Tomorrow, Melody and I train together. We’ll start with soccer, then have lunch/McDonalds play time. Then after some rest we’ll start her very first karate lesson on the physical plane. Her uniform fits well enough, though she’s still so skinny I have to cinch it tight. I don’t have a uniform that fits unfortunately, but I’ll work on it.

My plan, after googling how to teach technique to 5 year olds, is to teach her the basics, then let her go fast. It will probably take months to years for her to get it, but I’ll be teaching her how to use her elbows and knees, just as I was taught. We’ll have fun, and when she’s done, I’ll get my workout in.
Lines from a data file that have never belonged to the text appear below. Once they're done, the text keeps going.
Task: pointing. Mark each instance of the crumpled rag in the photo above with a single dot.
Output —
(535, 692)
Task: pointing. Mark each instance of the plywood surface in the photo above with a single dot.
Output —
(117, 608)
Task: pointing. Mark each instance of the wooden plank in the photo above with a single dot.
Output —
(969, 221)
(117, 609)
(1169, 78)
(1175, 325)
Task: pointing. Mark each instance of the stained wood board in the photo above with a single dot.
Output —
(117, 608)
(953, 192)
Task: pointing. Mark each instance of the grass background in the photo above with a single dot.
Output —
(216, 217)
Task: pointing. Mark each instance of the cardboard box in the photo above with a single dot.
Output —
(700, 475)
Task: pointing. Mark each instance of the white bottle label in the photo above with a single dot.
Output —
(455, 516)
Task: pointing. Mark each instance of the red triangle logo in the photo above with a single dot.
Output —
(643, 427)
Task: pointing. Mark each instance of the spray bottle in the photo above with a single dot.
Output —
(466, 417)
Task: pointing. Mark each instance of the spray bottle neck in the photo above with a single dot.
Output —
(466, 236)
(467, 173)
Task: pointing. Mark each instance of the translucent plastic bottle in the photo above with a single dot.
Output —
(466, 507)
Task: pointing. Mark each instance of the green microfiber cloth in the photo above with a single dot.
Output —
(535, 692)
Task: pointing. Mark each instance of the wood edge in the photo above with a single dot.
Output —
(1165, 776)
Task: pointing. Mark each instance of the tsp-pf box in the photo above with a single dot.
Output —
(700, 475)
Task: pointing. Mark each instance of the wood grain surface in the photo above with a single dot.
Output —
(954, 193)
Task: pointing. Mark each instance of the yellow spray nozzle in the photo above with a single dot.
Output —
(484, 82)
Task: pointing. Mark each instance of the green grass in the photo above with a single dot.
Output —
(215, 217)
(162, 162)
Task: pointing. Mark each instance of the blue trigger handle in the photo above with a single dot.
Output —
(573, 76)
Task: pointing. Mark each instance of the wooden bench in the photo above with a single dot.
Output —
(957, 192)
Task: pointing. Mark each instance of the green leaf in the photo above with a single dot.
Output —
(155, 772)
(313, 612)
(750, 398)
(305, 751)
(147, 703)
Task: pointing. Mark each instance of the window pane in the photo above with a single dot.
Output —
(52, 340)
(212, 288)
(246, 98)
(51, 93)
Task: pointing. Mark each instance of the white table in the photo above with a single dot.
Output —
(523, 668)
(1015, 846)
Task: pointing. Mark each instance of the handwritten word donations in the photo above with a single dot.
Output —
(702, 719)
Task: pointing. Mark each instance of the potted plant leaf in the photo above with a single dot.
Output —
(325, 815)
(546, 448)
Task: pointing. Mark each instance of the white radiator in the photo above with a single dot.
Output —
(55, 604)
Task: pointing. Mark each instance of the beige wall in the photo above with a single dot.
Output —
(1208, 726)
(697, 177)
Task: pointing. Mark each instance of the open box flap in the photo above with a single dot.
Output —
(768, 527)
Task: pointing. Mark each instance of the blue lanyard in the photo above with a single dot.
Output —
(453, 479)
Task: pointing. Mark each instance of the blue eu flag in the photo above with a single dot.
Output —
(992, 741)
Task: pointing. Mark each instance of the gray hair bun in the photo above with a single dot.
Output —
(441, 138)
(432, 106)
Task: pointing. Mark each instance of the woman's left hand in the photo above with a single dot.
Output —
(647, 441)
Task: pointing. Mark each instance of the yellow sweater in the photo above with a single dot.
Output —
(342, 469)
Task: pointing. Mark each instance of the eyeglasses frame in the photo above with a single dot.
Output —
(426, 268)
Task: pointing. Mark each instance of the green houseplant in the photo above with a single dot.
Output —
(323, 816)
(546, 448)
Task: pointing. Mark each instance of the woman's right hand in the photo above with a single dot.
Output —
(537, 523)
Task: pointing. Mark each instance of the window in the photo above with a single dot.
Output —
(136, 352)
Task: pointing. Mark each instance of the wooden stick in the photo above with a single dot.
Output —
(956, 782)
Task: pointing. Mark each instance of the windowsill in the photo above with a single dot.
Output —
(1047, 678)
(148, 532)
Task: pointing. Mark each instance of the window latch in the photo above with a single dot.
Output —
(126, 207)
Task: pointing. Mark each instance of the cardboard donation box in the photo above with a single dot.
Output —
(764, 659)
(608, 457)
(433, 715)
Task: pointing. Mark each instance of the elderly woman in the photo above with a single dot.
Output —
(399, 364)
Oh, and that physical plane comment? Apparently I’ve been teaching her on the astral for quite some time, though I’m not aware of it. So not long ago, when she started doing karate for fun around me I knew she was ready.

We’ve already started, though she doesn’t know. I taught her to take her uniform off one piece at a time, folding each of them. I don’t expect her to do it by herself, but knowing from day one to respect her uniform will help.

Anyway… it’s been a big week. I look forward to the next one for the first time in ages.